Of the 9961 patients randomized, 25% were women; the mean age was 61 years; 30% had diabetes mellitus; and 26% had evidence of MI at the index procedure. The stent lengths were relatively long (mean, 27 mm), and the left anterior descending artery was treated in 40% of patients. Half the patients had at least 1 ST risk factor—most commonly, presentation with MI (26%), lesion length ≥ 30 mm (10%), and bifurcation lesion (7%). Forty-seven percent of the patients were treated with everolimus-eluting stents, and 35% took prasugrel. The study results are presented in Table 1.

Table 1.

Dual Antiplatelet Therapy Study Results: Drug-Eluting Stent Patients 12 to 30 Months After Index Event

In the primary end point analysis, relative risk reductions of 71% for ST and 29% for MACCEs were seen in patients who continued thienopyridine treatment (P < .001). While all-cause mortality favored the placebo group, the number of cancer-related deaths in the continued therapy group (n = 31) was significantly higher than in the placebo group (n = 14; P = .02). When a sensitivity analysis was conducted after removal of the 9 patients whose deaths were related to cancers known to be present before enrollment in the study, all-cause mortality was no longer statistically significant (P = .14).
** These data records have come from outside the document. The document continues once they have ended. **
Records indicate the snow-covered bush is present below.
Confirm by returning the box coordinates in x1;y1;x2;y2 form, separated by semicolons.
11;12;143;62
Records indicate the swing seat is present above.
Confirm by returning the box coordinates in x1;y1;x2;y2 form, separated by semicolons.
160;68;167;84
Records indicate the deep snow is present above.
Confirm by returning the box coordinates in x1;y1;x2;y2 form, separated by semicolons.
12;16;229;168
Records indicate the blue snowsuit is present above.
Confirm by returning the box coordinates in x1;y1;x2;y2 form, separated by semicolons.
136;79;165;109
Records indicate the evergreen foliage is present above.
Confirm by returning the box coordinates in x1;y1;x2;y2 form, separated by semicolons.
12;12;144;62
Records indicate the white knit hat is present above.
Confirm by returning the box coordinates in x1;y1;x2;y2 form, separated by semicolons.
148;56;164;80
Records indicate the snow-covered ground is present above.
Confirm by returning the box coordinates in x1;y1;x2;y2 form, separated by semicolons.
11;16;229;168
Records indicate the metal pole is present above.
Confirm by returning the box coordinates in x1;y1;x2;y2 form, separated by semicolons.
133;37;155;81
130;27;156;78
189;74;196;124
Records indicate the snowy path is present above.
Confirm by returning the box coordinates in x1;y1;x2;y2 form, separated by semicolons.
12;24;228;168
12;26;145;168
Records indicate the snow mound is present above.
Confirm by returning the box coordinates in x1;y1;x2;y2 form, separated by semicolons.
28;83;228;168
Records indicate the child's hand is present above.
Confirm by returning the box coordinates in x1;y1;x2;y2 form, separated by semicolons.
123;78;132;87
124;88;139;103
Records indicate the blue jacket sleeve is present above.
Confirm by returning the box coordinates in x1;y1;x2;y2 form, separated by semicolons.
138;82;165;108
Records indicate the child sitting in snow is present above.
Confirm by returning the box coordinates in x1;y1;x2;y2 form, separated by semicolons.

The benefit of prolonged thienopyridine therapy reduced both stent-related MI and MI occurring at other coronary locations. Subgroup analyses found that this treatment benefit was consistent across most subgroups. In addition, a small increase in total MI and ST was detected in the 30 days following discontinuation of thienopyridine therapy: both at 12 months and at 30 months. In her concluding remarks, Dr Mauri noted that whether the treatment benefits seen in the DAPT study will be generalizable to other types of stents or nonthienopyridine P2Y12 inhibitors has not been established.